As part of a training set for automated image analysis, ∼150 000 images of crystallization experiments from 96 diverse macromolecules have been visually classified within seven categories. Outcomes and trends are analyzed.
Keywords: crystallization, image classification
Abstract
Structural crystallography aims to provide a three-dimensional representation of macromolecules. Many parts of the multistep process to produce the three-dimensional structural model have been automated, especially through various structural genomics projects. A key step is the production of crystals for diffraction. The target macromolecule is combined with a large and chemically diverse set of cocktails with some leading ideally, but infrequently, to crystallization. A variety of outcomes will be observed during these screening experiments that typically require human interpretation for classification. Human interpretation is neither scalable nor objective, highlighting the need to develop an automatic computer-based image classification. As a first step towards automated image classification, 147 456 images representing crystallization experiments from 96 different macromolecular samples were manually classified. Each image was classified by three experts into seven predefined categories or their combinations. The resulting data where all three observers are in agreement provides one component of a truth set for the development and rigorous testing of automated image-classification systems and provides information about the chemical cocktails used for crystallization. In this paper, the details of this study are presented.
1. Introduction
One of the major bottlenecks in the process of going from target to structure is crystallization. The Hauptman–Woodward Medical Research Institute (HWI) provides a high-throughput crystallization screening (HTS) service for the structural genomics and biological crystallography community. Macromolecular samples are screened against 1536 chemically diverse cocktails (Luft et al., 2003 ▶) using the microbatch-under-oil technique (Chayen et al., 1992 ▶). Each of the 1536 experiments are imaged before the macromolecular sample is added, immediately after the sample is added and then in weekly intervals for four weeks. Since its inception in 2000, the HWI HTS facility has screened >10 000 macromolecular samples, generating over 90 million images.

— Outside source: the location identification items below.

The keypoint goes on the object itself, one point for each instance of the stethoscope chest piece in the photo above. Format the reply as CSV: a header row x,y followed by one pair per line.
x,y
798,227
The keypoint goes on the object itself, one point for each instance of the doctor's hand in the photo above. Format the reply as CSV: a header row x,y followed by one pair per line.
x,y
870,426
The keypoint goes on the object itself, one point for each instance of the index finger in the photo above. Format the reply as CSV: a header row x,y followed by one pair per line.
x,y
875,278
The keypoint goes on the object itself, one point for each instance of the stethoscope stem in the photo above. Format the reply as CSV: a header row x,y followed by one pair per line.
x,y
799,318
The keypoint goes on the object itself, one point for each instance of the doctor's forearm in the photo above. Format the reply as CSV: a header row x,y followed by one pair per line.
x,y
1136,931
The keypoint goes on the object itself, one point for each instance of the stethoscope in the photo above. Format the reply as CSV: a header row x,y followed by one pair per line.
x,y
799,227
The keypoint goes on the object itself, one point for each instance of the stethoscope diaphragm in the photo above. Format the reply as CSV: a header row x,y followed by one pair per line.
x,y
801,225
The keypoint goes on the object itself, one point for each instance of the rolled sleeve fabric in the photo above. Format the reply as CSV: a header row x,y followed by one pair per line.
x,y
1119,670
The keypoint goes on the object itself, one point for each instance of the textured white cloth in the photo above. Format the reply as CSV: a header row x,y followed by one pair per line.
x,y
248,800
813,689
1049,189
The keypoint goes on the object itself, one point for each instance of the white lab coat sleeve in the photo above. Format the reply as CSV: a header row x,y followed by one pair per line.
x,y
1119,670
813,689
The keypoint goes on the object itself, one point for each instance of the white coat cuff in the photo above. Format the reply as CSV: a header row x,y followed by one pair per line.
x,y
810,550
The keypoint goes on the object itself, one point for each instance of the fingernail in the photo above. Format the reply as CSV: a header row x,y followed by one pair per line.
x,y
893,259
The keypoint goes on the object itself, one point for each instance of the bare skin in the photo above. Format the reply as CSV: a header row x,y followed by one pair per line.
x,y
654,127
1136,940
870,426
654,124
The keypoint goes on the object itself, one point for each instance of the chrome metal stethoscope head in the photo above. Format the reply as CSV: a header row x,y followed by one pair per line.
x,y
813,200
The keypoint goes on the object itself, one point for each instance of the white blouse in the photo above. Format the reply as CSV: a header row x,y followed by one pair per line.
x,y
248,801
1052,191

Currently, the interpretation of images is carried out manually. This is a necessary but time-consuming process that causes a major ‘bottleneck’ in the crystallization-screening pipeline. There have been a number of efforts to automate the image analysis of crystallization outcomes. Many of these efforts emphasize the identification of several specific categories of outcomes related to crystallization leads (Zuk & Ward, 1991 ▶; Cumbaa et al., 2003 ▶; Miyatake et al., 2005 ▶; Bern et al., 2004 ▶; Mayo et al., 2005 ▶; Berry et al., 2006 ▶; Walker et al., 2007 ▶; Cumbaa & Jurisica, 2005 ▶; Wilson & Main, 2000 ▶; Wilson, 2002 ▶; Kawabata et al., 2006 ▶).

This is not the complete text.